Lawrence Mishel is distinguished fellow at the Economic Policy Institute in Washington, D.C., a pro-labor think-tank that seeks to advance the interests of American workers. He has been at EPI since 1987, first serving as Research Director, then as Vice-president and then as president from 2002 to 2017.

Mishel is the senior author of EPI's biannual (even-numbered years) flagship publication, The State of Working America, a comprehensive summary of the United States labor market and living standards, which first appeared in 1988.

From the EPI Web site a/o Feb. '09:
"Areas of expertise: Income distribution and poverty - Labor markets - Industrial relations - Technology and productivity - Education - Wages - Unions and collective bargaining
"A nationally recognized economist, Mishel is frequently called on to testify and provide economic briefings to members of Congress and appears regularly as a commentator on the economy in print and broadcast media. ...
"Education: Ph.D. Economics, University of Wisconsin; M.A. Economics, American University; B.S. Pennsylvania State University."
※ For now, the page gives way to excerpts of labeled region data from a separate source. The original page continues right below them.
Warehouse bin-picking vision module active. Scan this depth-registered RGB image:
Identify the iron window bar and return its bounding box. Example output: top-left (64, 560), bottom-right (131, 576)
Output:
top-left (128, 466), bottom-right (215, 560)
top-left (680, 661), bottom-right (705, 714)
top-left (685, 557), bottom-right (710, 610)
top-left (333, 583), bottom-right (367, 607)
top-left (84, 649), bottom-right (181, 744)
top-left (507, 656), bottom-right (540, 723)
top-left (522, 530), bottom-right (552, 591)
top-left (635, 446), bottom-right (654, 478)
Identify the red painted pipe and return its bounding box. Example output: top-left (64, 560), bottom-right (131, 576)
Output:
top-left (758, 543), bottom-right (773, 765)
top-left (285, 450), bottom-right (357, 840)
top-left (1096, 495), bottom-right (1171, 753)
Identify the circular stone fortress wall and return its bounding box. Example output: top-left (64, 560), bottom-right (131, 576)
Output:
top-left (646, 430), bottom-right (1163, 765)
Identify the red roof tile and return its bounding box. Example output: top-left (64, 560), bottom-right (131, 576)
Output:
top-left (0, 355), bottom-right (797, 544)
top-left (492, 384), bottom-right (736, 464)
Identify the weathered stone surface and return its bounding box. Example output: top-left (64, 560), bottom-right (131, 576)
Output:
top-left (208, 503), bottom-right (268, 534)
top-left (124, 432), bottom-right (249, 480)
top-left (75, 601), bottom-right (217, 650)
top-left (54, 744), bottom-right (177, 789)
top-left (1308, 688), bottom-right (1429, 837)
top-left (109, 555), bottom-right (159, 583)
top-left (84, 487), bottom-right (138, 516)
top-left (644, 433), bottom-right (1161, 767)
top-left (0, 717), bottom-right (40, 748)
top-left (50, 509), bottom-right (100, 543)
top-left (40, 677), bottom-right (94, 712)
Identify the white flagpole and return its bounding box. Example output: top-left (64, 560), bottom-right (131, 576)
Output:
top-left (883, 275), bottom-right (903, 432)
Paul Krugman, a Nobel laureate in economics and a noted progressive columnist, argued in Nov. '08 that, given the centrist makeup of President Barack Obama's economic inner circle, the new Economic Recovery Advisory Board could be used to "give progressive economists a voice," and mentioned Mishel among others as a progressive economist who might be suitable for the board.

Also from EPI Web site a/o Feb. '09: "Most recently [no date or specific link given], [Mishel] wrote a paper outlining a plan to stimulate the economy, which was widely adopted by policy makers in Washington and beyond." In mid-Feb. '09, Mishel, with EPI research and policy director John Irons, issued a statement about the Economic Stimulus Act of 2009, applauding it as far as it went but saying more needed to be done.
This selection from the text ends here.